The move followed Commonwealth Bank of Australia last week keeping its dividend flat for the first time in over a decade.
Bendigo's cash earnings jumped to $122.2 million for the December half from $70.7 million in the prior corresponding period.
"This result was achieved and delivered in a changing and challenging time for banks," Bendigo and Adelaide Bank managing director Rob Hunt said.
"Our determined and disciplined approach to writing sustainable and profitable business has placed the group in the best possible position to manage these market challenges."
The lender's total provisions and reserves for doubtful debts grew to $156.9 million in the period, an increase of $21.8 million from June 2008.

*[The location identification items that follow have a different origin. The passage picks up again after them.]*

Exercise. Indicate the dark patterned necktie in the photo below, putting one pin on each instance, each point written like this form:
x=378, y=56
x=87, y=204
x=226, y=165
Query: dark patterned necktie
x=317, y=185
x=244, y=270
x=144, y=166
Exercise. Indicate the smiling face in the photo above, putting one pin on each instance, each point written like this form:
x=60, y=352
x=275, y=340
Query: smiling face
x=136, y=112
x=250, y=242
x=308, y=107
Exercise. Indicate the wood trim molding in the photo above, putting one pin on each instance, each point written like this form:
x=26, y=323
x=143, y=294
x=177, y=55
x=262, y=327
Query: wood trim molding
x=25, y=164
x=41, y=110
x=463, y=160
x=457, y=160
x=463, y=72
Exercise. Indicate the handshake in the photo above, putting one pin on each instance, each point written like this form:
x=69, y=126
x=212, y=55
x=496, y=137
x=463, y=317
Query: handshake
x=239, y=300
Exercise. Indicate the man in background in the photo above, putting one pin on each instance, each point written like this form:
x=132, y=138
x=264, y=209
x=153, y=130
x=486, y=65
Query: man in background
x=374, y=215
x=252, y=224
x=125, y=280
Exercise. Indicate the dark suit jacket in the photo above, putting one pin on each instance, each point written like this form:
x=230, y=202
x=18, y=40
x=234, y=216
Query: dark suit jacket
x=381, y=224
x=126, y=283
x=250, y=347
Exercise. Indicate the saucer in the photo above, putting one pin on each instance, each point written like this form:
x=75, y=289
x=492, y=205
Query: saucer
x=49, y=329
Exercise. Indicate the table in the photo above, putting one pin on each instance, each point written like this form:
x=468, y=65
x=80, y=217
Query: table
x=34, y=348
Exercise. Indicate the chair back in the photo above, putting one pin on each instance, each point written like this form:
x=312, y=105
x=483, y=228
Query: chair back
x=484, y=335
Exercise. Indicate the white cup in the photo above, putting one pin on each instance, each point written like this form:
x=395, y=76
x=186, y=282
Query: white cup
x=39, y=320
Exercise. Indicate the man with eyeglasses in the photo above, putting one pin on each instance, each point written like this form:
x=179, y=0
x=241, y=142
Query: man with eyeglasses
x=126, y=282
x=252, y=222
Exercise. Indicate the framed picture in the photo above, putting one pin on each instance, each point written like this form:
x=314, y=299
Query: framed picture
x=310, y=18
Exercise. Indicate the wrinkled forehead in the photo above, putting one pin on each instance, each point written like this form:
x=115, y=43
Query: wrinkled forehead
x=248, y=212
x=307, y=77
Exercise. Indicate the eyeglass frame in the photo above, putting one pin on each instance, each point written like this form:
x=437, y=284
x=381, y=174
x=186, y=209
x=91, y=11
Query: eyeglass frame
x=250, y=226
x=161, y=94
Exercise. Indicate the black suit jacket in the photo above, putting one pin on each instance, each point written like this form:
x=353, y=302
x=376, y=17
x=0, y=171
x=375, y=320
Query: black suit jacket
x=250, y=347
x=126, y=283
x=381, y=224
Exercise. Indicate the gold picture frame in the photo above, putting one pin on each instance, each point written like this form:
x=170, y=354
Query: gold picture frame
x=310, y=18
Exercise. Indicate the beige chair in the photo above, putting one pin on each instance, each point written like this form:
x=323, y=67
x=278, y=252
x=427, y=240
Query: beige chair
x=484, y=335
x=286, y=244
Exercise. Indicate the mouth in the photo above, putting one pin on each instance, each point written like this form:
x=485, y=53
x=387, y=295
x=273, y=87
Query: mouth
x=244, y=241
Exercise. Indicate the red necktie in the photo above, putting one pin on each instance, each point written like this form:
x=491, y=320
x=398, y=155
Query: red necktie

Bendigo's retail deposits from the wealth, high net worth and corporate space slipped 6.2 per cent to $7.5 billion.
During the period, the bank's Leveraged Equities margin lending unit agreed to buy Macquarie Group's $1.5 billion portfolio of margin loans for a premium of $52 million.
The purchase helped vault Bendigo's active customer base to over 31,000, from under 18,000 at the end of December 2008.
The margin lending business withstood the recent market volatility to remain in excellent shape, the bank said. Despite record margin call activity, there were no provisions or losses in this business for the period.
Bendigo's shares slumped 54 cents or 5.7 per cent to $8.94 in trading yesterday.